Jason Day wins the WGC-Dell Match Play

Trenton Daeschner

If there was ever any doubt as to whether Austin — and specifically Austin Country Club — could host a PGA Tour event, it has been squashed.

The World Golf Championships-Dell Match Play was a roaring success. Sold out crowds lined the fairways and greens each day at Austin Country Club, all to see the top 64 golfers in the world.

But it was Australian Jason Day who stole the show. By Sunday afternoon it was evident — there was nothing that could stop Day, who defeated 2010 British Open champion Louis Oosthuizen, five and four, in the championship match.

Not even a tweaked back on Wednesday in his first match against 2010 U.S. Open champion Graeme McDowell could stop Day, which left the Aussie walking off the 16th green in immense pain after gutting out a three and two victory. Day spent much of his time in therapy between rounds and said he had four people in his inner circle try and talk him out of finishing the tournament. 

“I wanted to win.
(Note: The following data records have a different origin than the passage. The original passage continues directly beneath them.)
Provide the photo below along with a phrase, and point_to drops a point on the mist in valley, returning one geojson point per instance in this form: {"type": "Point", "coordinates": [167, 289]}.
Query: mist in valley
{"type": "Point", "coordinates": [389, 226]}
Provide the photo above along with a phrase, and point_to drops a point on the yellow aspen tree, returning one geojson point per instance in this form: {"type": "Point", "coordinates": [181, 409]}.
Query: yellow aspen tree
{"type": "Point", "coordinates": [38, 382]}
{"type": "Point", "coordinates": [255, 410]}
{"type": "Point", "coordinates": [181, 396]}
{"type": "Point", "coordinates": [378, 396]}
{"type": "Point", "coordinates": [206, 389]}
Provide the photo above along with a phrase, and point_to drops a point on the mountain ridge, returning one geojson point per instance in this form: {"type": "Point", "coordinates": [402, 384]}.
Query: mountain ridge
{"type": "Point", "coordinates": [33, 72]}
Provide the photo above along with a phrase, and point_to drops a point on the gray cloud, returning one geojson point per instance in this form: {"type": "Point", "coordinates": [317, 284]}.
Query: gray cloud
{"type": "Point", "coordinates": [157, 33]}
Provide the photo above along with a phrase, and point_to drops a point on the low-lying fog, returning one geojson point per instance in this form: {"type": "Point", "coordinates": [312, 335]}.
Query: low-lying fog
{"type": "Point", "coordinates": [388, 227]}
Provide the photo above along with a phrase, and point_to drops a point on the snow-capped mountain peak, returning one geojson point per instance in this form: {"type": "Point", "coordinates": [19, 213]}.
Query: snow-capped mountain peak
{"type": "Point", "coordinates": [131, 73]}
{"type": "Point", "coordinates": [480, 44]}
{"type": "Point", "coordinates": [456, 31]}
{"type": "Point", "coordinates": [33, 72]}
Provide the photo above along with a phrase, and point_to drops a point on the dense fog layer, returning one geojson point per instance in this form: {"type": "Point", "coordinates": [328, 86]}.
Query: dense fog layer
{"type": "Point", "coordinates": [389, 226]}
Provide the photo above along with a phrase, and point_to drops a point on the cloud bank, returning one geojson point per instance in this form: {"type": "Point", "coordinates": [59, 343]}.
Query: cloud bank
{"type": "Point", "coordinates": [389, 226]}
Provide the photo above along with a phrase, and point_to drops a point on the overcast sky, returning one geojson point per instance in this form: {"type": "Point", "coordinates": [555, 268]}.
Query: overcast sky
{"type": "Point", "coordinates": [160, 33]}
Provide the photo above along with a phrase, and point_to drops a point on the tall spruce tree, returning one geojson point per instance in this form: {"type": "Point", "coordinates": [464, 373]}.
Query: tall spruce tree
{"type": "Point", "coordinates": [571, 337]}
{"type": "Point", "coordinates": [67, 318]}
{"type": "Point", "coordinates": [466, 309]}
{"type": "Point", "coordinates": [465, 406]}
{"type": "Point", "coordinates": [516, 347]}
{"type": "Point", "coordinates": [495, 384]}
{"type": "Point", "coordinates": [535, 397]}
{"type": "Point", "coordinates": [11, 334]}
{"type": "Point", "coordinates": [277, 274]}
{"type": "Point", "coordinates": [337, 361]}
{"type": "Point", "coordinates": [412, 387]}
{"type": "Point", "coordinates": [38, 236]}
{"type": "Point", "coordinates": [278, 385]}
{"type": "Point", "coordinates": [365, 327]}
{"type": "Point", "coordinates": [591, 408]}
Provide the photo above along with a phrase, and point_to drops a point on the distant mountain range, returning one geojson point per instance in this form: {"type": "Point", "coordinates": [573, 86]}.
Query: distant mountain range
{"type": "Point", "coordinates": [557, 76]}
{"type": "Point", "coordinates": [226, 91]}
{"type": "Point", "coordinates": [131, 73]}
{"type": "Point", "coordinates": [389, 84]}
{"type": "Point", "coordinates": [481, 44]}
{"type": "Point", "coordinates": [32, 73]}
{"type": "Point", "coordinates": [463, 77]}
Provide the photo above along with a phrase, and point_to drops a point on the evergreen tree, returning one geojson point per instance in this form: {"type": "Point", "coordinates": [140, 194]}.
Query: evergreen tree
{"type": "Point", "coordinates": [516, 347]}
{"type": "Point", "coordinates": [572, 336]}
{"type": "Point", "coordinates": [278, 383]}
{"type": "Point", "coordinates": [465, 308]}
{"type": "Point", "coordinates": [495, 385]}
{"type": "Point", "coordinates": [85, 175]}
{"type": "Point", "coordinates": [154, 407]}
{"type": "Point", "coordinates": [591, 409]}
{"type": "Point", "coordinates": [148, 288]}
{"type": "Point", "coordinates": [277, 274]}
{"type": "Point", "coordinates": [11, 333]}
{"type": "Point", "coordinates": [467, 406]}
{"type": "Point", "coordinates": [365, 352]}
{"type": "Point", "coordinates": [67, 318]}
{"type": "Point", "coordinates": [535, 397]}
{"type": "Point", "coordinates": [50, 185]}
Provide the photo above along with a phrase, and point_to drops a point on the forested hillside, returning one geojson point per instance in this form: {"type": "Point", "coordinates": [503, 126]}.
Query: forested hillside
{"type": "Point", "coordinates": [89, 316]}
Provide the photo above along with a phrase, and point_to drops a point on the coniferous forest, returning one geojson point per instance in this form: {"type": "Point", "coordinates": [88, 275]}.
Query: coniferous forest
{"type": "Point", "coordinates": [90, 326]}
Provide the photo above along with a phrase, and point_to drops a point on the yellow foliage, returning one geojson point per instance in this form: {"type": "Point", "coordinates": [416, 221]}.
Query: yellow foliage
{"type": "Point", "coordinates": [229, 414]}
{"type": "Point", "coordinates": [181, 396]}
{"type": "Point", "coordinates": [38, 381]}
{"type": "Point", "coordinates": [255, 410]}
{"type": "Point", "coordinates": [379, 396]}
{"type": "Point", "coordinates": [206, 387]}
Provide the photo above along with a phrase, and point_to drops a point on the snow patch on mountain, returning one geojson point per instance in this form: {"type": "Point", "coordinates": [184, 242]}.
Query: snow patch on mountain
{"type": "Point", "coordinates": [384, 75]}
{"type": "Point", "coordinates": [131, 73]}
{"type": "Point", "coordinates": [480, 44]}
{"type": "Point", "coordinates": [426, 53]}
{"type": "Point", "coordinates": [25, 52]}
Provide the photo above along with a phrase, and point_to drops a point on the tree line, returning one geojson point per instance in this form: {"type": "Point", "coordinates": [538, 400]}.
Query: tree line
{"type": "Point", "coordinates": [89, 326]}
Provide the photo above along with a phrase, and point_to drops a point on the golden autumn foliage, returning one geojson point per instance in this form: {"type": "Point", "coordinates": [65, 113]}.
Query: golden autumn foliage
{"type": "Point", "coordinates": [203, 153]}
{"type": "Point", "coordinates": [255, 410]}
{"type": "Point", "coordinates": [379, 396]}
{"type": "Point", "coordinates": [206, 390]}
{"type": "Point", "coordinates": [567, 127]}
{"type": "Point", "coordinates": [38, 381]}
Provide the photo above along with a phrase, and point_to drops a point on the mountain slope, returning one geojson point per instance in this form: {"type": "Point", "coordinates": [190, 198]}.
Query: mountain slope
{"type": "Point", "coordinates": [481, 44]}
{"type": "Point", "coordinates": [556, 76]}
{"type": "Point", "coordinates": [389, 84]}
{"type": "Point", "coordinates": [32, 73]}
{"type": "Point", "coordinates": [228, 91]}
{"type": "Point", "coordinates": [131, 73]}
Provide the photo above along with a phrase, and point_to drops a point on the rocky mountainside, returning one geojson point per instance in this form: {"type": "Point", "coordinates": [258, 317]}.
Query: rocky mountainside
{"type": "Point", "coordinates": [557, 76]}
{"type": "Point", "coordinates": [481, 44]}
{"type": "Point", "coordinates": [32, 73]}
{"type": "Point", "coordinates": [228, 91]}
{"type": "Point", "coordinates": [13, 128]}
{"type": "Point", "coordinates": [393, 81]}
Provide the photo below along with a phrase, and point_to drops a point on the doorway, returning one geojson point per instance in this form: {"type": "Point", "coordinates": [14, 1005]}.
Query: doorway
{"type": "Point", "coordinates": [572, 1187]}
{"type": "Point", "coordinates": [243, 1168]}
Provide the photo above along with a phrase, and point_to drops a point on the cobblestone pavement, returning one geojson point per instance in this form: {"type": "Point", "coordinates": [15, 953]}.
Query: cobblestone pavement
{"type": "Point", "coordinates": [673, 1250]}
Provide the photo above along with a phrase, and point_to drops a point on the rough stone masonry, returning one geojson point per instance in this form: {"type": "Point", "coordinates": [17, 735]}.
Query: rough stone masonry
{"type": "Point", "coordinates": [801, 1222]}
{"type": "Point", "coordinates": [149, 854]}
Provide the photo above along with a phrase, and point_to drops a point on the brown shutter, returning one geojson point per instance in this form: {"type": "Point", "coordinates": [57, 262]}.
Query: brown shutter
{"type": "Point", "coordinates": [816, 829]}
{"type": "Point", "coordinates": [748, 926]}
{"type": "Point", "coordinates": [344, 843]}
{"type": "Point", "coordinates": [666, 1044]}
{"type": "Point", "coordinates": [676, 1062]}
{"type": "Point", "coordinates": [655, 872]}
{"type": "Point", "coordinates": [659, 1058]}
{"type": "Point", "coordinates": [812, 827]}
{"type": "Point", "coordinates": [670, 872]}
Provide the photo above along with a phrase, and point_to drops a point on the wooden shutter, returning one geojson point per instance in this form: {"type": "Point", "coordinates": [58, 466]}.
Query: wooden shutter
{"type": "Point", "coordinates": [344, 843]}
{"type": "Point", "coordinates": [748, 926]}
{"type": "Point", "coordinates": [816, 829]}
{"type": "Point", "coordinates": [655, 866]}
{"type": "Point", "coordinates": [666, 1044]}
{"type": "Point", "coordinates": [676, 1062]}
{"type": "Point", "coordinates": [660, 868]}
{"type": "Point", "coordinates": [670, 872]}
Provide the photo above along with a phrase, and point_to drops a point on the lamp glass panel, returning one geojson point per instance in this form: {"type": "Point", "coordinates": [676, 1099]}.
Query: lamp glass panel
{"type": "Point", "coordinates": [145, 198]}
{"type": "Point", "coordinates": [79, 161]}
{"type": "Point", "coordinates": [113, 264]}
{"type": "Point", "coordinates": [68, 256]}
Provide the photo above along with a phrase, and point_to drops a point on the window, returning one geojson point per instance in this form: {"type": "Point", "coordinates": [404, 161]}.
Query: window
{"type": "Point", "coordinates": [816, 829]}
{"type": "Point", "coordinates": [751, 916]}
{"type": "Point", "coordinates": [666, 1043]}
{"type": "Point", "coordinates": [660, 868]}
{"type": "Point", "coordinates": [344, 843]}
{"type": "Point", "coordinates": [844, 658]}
I just want to win,” said Day, who’s now won six of his last 13 starts. “I wanted to win so bad that I felt with how I was playing, if I kept playing the way I was doing, I would be holding the trophy at the end of the week and that’s what kept me going.”

Not even a complete lack of course knowledge phased Day; he had never played Austin Country Club prior to arriving and did not play any practice rounds early in the week. Not even four-time major winner and world No. 3 Rory McIlroy could knock off Day, who beat McIlroy in the semifinals Sunday morning on the 18th hole. 

And not even the red hot Oosthuizen, who took down Jordan Spieth, Dustin Johnson and dark horse Rafael Cabrera-Bello before the loss in the final match, could keep Day from hoisting his second Match Play trophy.

Plain and simple, Day was unstoppable and unphased by any tribulations. He seems to be a heavy favorite at The Masters, which kicks off in 10 days. 

But the Aussie said he “really enjoyed” his experience in Austin.

“Playing in Austin, being in Austin for the first time, it was great,” Day said. “I mean, the fans were fantastic. They were very respectful out there, and I think they were very happy to have the game of golf and professional golf in the city. And I’ve enjoyed playing in front of them.”

Day’s strong play was not the only storyline to come out of the Dell Match Play.

Jordan Spieth returned to the city in which he played his college golf, having helped guide the Longhorns to a national championship in 2012. Huge crowds were on hand to cheer on the two-time major champion. You would’ve thought Elvis had come to town. 

Kids, and even some adults, ran as fast as they could to catch a glimpse of the 22-year-old phenom. Spieth was serenaded occasionally on Friday with shouts of “Texas! Fight!” On the back nine — where Lake Austin is the backdrop for a number of holes — of Friday’s round, a large party boat was docked near the par 4 13th hole displaying a big sign that read “Jordan River.” And if you had a dollar for the number of times “Let’s go, Jordan” was shouted, well, you just might be able to become a member at Austin Country Club for the small price of $100,000.

Spieth ran through his group play matches with ease Wednesday, Thursday and Friday, never trailing at any point in all three contests. He handled Jamie Donaldson on Wednesday, winning three and two. Then he overwhelmed Victor Dubuisson on Thursday with a five and four victory. And on Friday, Spieth took out his good friend Justin Thomas, three and two, to advance to the weekend bracket.

But a troubling match against Oosthuizen on Saturday morning in the Round of 16 left Spieth with a four and two defeat and bewildered from what went wrong.

“I was off from when I hit my first 10 shots on the range,” Spieth said after the match. “I’m not exactly sure what happened.”

After he pulled his third shot from the left rough on the par 5 sixth hole during the match, leaving him with a longer putt on the green than what he expected, Spieth turned to his caddie Michael Greller and said disgruntledly, “I’ve just got no control right now.”

The off day from Spieth on Saturday cost him the world No. 1 ranking, falling back into the possession of Day. Despite the disappointing finish in Austin, however, Spieth is shifting his focus forward as he gears up to defend his green jacket at The Masters.

“From Tuesday to now I feel much more confident than I did about Augusta,” Spieth said on Saturday. “I played very, very solid the last few days and most importantly I made a lot of birdies, and something I haven’t been doing as of late is capitalizing when I do hit those good wedges or iron shots in.”